Rusty smiled at her.

And her traitorous heart turned over. At just his smile. Jeesh!

“Fifty bulls are definitely bad.” He smiled some more.

And she developed a sudden fondness for the crinkles that bracketed his eyes and mouth. Really! One smile, and all two thousand of her hormones stood up, and said, “Howdy!”

“And what a bunch of horndogs they are, too. Whooee, those bulls’ll screw anything with four legs. I saw one yesterday that tried to mount a wheelbarrow.” It was Jimmy giving out that wonderful information.

Linc gave Jimmy a light punch in the arm to shut him up, and the boy blushed even more than he had before. “Sorry, ma’am.”
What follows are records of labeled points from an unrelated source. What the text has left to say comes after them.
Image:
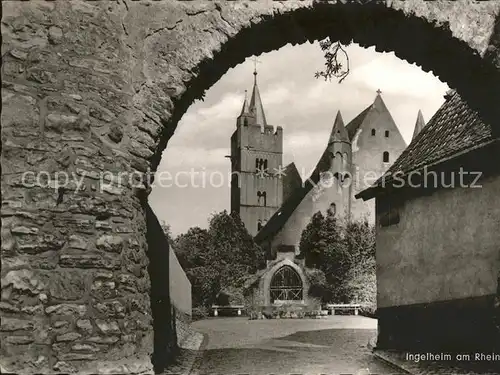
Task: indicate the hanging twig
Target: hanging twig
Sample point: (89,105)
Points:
(334,68)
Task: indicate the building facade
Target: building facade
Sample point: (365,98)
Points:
(276,205)
(438,255)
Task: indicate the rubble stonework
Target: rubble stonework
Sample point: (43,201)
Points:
(98,86)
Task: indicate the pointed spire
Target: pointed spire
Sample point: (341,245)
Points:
(256,108)
(378,103)
(245,109)
(419,125)
(339,132)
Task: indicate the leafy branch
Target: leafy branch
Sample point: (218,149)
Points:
(334,53)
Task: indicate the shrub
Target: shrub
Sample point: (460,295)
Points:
(199,313)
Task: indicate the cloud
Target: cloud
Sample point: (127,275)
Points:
(304,106)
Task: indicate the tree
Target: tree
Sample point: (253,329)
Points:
(168,231)
(309,245)
(218,259)
(345,254)
(191,248)
(336,60)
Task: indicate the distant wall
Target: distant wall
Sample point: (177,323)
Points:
(446,246)
(438,270)
(180,287)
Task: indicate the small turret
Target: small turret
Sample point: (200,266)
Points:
(339,132)
(255,107)
(419,125)
(245,112)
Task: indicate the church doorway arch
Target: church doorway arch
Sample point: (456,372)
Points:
(286,285)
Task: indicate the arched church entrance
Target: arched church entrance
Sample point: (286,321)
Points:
(286,285)
(152,60)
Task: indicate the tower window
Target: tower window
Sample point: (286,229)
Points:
(386,157)
(333,208)
(261,198)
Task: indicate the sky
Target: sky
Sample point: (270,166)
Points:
(194,170)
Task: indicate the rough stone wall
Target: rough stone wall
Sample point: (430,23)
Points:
(368,152)
(74,276)
(98,86)
(445,247)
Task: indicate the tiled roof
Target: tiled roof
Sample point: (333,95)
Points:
(453,129)
(291,180)
(354,125)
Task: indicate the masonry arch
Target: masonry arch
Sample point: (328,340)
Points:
(152,60)
(421,40)
(471,69)
(286,285)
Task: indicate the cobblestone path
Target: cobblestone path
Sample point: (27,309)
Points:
(334,345)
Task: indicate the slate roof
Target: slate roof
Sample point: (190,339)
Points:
(280,217)
(354,125)
(454,129)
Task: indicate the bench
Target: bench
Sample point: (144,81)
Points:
(216,308)
(332,307)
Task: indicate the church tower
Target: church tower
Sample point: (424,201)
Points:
(340,152)
(256,157)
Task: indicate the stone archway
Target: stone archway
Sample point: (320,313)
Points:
(95,89)
(286,285)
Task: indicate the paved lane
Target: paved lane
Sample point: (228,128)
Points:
(335,345)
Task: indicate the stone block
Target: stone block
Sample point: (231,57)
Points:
(110,243)
(108,327)
(66,309)
(94,260)
(13,324)
(70,336)
(23,280)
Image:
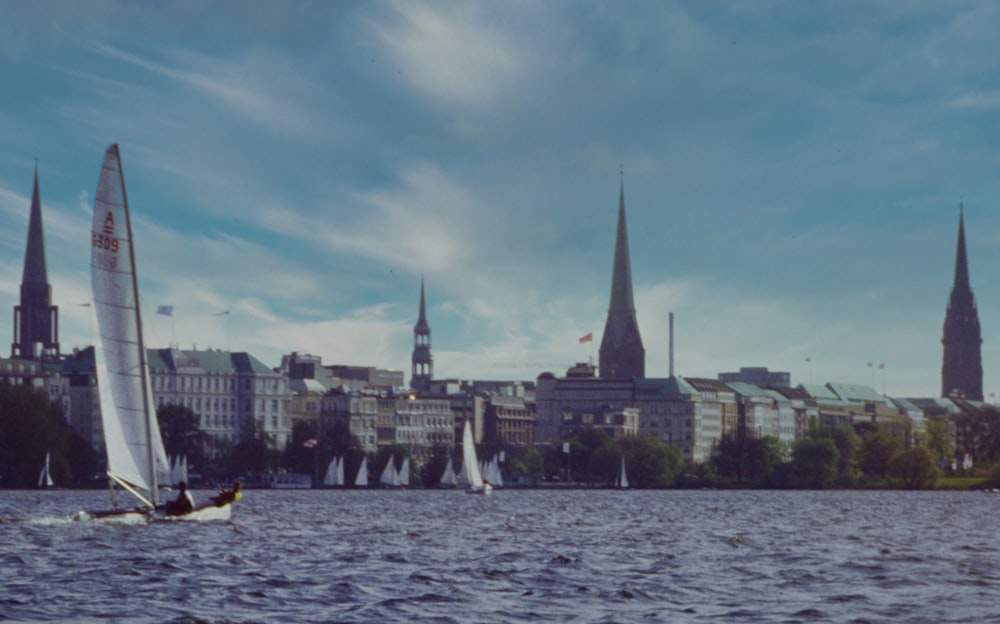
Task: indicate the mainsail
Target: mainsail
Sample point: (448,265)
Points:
(136,457)
(470,465)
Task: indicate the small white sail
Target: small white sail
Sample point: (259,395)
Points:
(361,480)
(449,478)
(389,476)
(470,463)
(403,476)
(45,477)
(622,479)
(330,478)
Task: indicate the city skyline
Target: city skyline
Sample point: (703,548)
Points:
(792,178)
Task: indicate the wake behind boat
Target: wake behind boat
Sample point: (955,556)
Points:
(137,461)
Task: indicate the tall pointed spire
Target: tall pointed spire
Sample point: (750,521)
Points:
(36,326)
(423,365)
(962,368)
(622,355)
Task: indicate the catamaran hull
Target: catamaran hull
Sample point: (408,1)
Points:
(202,514)
(144,516)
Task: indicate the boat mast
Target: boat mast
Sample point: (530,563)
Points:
(153,493)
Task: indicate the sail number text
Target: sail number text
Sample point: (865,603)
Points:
(106,244)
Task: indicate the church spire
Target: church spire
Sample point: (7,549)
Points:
(962,368)
(36,327)
(622,355)
(422,363)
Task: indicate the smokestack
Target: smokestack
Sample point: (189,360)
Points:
(671,344)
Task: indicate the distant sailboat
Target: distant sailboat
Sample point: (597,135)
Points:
(403,476)
(621,481)
(470,464)
(45,477)
(334,473)
(361,480)
(389,476)
(449,478)
(137,461)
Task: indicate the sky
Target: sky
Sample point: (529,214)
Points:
(792,174)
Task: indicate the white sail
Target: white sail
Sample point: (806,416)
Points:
(622,480)
(330,478)
(45,477)
(389,476)
(403,476)
(470,464)
(131,436)
(449,478)
(362,479)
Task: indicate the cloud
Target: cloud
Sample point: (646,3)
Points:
(452,53)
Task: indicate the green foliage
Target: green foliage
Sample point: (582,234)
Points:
(815,462)
(877,452)
(914,468)
(252,454)
(30,427)
(936,438)
(649,462)
(746,457)
(182,435)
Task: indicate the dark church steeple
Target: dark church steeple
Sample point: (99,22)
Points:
(423,364)
(622,355)
(962,370)
(36,320)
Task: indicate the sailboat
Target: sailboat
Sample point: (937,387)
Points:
(470,465)
(45,477)
(137,461)
(361,480)
(403,476)
(389,476)
(449,478)
(621,480)
(334,473)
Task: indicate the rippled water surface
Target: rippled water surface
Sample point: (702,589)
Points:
(517,556)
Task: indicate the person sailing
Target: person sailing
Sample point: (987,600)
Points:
(183,504)
(226,497)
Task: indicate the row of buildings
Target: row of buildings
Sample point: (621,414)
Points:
(228,390)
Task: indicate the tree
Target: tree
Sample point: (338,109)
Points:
(877,451)
(815,462)
(915,468)
(182,434)
(747,457)
(847,443)
(252,452)
(936,438)
(650,462)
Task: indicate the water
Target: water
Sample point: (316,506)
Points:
(516,556)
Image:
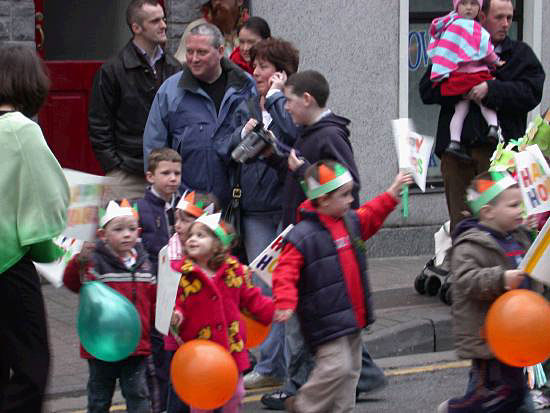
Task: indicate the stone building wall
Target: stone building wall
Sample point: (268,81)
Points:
(17,21)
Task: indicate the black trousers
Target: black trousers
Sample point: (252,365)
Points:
(24,350)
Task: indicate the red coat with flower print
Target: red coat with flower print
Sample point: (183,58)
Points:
(211,306)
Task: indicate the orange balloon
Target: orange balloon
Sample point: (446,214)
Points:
(256,332)
(518,328)
(204,374)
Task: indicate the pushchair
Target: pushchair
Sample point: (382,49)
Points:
(433,279)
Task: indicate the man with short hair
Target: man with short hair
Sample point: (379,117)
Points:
(515,90)
(122,93)
(196,112)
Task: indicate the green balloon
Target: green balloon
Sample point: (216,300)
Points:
(108,323)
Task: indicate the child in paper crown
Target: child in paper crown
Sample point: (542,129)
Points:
(485,254)
(156,220)
(462,55)
(322,276)
(214,288)
(191,206)
(119,261)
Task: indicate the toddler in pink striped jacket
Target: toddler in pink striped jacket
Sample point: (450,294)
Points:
(462,55)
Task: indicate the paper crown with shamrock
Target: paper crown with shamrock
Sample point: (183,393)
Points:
(194,208)
(114,210)
(483,191)
(214,222)
(329,180)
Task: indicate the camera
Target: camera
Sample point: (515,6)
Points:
(253,144)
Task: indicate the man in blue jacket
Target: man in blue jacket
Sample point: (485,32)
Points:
(196,111)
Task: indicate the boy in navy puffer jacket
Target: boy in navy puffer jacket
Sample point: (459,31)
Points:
(120,262)
(322,276)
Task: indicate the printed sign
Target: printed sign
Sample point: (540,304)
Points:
(264,264)
(537,260)
(533,176)
(413,150)
(53,271)
(167,289)
(87,194)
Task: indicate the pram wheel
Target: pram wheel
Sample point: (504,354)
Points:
(445,294)
(420,283)
(432,285)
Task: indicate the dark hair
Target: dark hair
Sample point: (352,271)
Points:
(161,154)
(257,25)
(312,82)
(220,252)
(24,81)
(134,13)
(487,6)
(211,30)
(280,53)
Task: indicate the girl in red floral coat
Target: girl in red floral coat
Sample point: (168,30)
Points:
(214,288)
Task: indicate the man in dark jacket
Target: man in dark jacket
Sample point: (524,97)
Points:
(516,89)
(197,111)
(322,136)
(121,97)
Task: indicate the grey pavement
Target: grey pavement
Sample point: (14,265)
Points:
(407,323)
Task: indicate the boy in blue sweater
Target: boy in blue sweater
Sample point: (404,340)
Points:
(156,218)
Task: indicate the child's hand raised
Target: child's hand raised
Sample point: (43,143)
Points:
(281,316)
(402,178)
(513,278)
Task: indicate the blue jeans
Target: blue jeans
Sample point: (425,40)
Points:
(102,381)
(301,362)
(259,231)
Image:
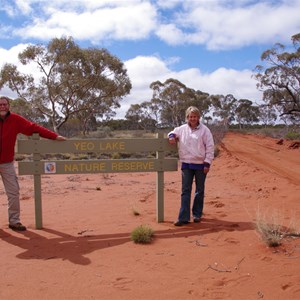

Enough with the ma’am business. I don’t need any reminders that the big Three-Oh is coming up. “You can call me Charmaine. And no offense, honey. I know all about horndogs.” She gave Rusty, who was grinning to beat the band, a pointed glower.

“Did ya see Rufus today?” Jimmy asked Linc. “I swear that bull has a dick the size of a fireman’s flashlight.”

Apparently, the boy had a one-track mind… and the sense of a flea.

Rusty and Linc put their faces in their hands.

“What? Golly, I did it again, didn’t it? I really am sorry ma’am… I mean, Charmaine. I know I talk too much. My dad usta say that if tongues were race cars, I’d a won the Nascar. My mom never complained, though. She always said that she liked my babbling.”